On 03-Sep-18 13:37, Al Kossow wrote:
>
> On 9/3/18 10:29 AM, Timothe Litt wrote:
>
>> For most purposes, the GT40 was superseded by devices like the VT105 (VT100 
>> + b/w graphics), VT125, GiGi, & VT240.  But
>> those are all raster scan devices - which can't match the quality of a 
>> vector display.  And none of them had a lightpen.
> In the vector world, the replacement was the (really expensive) VS-60, made 
> by Sanders.
> That competed with Vector General, E&S, and Megatek
>
> There was also the weirdo VSV-11, a low-res raster display that talked VT-11 
> opcodes.
>
>
Once our CAD group moved off the -10s, the next step was Sun
workstations for schematic capture (VALID).

I think VLS (the in-house VAX Layout System) used Megatek displays.

The VS8000 (I acquired one surplus - internally) incorporated graphics
from Evans & Sutherland.  It was some sort of joint venture.  Besides
the 3D graphics pipeline, it had a marvelous peripheral - a keyboard
length & 2x KB high panel with, IIRC, 8 knobs each slightly smaller than
the hockey puck mouse.  One used them for 3-D pan, zoom & rotate.  (Yes,
it has a mouse, too).  It was really impressive. 

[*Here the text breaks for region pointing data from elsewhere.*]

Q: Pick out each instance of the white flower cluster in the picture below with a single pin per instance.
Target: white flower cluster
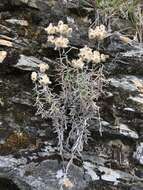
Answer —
(99, 33)
(87, 55)
(63, 31)
(41, 77)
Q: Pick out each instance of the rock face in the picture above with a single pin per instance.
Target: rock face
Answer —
(28, 153)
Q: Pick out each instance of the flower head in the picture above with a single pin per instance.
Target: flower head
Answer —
(77, 63)
(61, 42)
(43, 67)
(44, 80)
(98, 33)
(51, 39)
(34, 76)
(51, 29)
(96, 57)
(85, 53)
(64, 29)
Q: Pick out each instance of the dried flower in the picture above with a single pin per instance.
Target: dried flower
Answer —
(91, 34)
(51, 39)
(64, 29)
(96, 57)
(104, 57)
(61, 42)
(67, 183)
(98, 33)
(85, 54)
(77, 63)
(51, 29)
(34, 76)
(43, 67)
(44, 80)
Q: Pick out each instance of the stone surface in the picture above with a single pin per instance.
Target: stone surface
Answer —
(27, 143)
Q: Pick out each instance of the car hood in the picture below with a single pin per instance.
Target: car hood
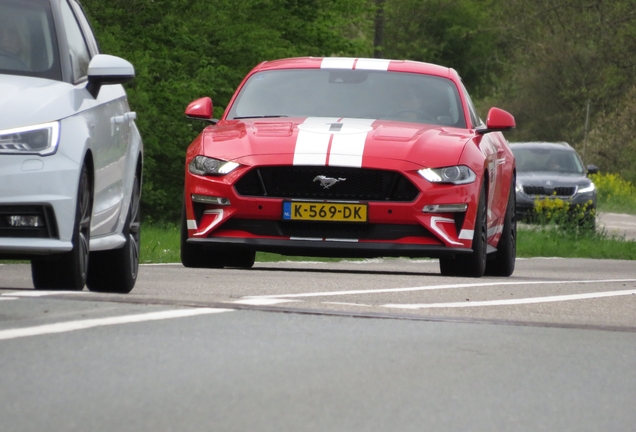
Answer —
(27, 101)
(552, 179)
(336, 142)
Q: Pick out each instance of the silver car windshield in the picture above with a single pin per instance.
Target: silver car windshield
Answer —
(27, 39)
(350, 93)
(547, 160)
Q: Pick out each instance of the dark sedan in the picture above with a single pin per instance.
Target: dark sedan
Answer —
(553, 171)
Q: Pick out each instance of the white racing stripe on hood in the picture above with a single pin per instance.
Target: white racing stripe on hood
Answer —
(330, 141)
(347, 145)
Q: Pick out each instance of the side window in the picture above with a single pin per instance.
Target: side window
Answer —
(80, 56)
(474, 118)
(88, 31)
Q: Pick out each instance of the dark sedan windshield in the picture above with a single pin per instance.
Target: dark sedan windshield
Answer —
(547, 160)
(27, 39)
(350, 93)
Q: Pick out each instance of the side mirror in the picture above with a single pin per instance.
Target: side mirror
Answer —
(200, 109)
(106, 69)
(498, 121)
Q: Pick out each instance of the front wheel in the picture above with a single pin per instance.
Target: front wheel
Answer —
(473, 264)
(115, 271)
(503, 263)
(69, 270)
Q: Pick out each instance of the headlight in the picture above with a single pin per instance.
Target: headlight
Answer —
(40, 139)
(586, 189)
(459, 174)
(202, 165)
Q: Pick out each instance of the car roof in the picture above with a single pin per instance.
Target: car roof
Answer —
(542, 144)
(393, 65)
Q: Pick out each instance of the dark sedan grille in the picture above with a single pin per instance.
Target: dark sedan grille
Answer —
(46, 229)
(302, 182)
(565, 191)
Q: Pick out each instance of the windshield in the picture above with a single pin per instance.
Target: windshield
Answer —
(350, 93)
(547, 160)
(27, 39)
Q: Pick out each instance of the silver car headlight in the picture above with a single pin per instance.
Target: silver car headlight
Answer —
(202, 165)
(459, 174)
(586, 189)
(40, 139)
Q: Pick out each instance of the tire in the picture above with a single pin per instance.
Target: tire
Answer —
(473, 264)
(69, 270)
(194, 256)
(503, 263)
(115, 271)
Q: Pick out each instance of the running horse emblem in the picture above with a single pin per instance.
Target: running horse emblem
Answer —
(327, 182)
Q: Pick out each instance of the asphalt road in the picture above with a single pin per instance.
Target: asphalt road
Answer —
(367, 345)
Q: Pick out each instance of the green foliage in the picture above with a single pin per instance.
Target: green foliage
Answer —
(561, 56)
(186, 49)
(577, 220)
(454, 33)
(550, 241)
(615, 193)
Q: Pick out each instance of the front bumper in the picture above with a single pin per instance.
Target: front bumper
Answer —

Unfortunately, I had no interest in the graphics capabilities, so I
removed the display hardware to make room for a bunch of disks - it
became a disk server for my LAVC.  And, since it uses an 8250, I could
add a processor (or two?) to make it a SMP VAX for one of my group's
projects.  And the only SMP VAX that could run in an an office (cube)
environment.  (I doubt that was a supported configuration.)

Sanders was a -10 customer of mine in the early 80s, but while I knew
about their graphics displays, I wasn't involved with that LOB.